Original source: Materials Today
3D printing of materials has evolved rapidly during the last three decades to the point where desktop machines are now available at relatively low cost. These machines allow fabrication of almost any design that might be generated in a computer and now a team from Switzerland is using the system to create hierarchical components for tissue engineering.
Writing in the journal Acta Biomateriala [Béduer, A. et al. Acta Biomater. (2018); DOI: 10.1016/j.actbio.2018.05.056], Amélie Béduer of the University of Geneva and EPFL, Lausanne and the Lausanne University Hospital and colleagues explain how they have developed a way to manufacture in an additive manner free-form centimeter-scale biocompatible objects with a hierarchical structure. These objects can be used as scaffolds for tissue growth and could be implanted with only a minimally invasive procedure. The success of their approach pivots on the optimization of carboxymethylcellulose-based cryogel inks and their use in 3D printing on to a cryogenic substrate.
The researchers explain that their procedure with a basic commercial 3D printer allows them to fabricate highly porous and elastic cryogels structures that are biocompatible and have the added advantage of protecting the cells cultured within the component when it is compressed and injected into the host. Tests with mice have shown that such an implant can be readily injected under the skin. Once injected, the structure is quickly colonized by the animal’s cells forming loose vascularized connective tissue with only minimal signs of inflammation. At three months following injection, the structure remains encapsulation-free.

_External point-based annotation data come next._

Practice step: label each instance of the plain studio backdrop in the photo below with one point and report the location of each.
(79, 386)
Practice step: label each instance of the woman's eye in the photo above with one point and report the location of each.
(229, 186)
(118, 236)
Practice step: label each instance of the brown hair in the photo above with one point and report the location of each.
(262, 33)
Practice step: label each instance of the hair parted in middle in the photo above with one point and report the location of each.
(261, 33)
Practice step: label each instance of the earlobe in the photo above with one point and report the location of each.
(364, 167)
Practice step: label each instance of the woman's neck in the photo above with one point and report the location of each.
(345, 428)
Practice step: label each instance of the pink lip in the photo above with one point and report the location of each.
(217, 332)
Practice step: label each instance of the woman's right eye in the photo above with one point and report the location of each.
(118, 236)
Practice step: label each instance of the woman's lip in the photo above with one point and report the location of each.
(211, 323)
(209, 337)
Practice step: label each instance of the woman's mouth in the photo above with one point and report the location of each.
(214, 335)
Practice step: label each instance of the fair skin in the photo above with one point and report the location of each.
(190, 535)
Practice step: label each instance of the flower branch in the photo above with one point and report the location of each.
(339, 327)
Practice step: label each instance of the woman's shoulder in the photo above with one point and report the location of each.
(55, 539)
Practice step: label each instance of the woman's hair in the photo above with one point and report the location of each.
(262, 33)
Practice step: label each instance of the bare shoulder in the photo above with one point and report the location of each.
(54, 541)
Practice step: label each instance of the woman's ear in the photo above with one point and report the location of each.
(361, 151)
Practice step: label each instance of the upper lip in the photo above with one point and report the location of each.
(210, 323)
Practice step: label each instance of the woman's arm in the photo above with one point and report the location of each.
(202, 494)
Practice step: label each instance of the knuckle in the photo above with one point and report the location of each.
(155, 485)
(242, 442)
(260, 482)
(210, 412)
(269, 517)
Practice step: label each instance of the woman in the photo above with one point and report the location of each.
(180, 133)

It is possible to vary the local pore size simply by changing the temperatures of the substrate on to which the structure is cryogenically 3D printed, the team adds. This, they explain, allows them to control the overall cell seeding density of the structure at the local level as demonstrated by in vitro tests. This translates to control of the vascularization density in cell-free scaffolds in vivo.
The work circumvents the obvious problems of earlier approaches to the 3D printing of tissue engineering scaffolds in that the new structures are not bulky, are flexible, far less fragile than the products of other approaches, and can be injected under the skin. It also offers a way to exploit 3D printed hydrogels that was previously not possible and the system allows the use of multiple “inks” as well as being adaptable to most types of hydrogel.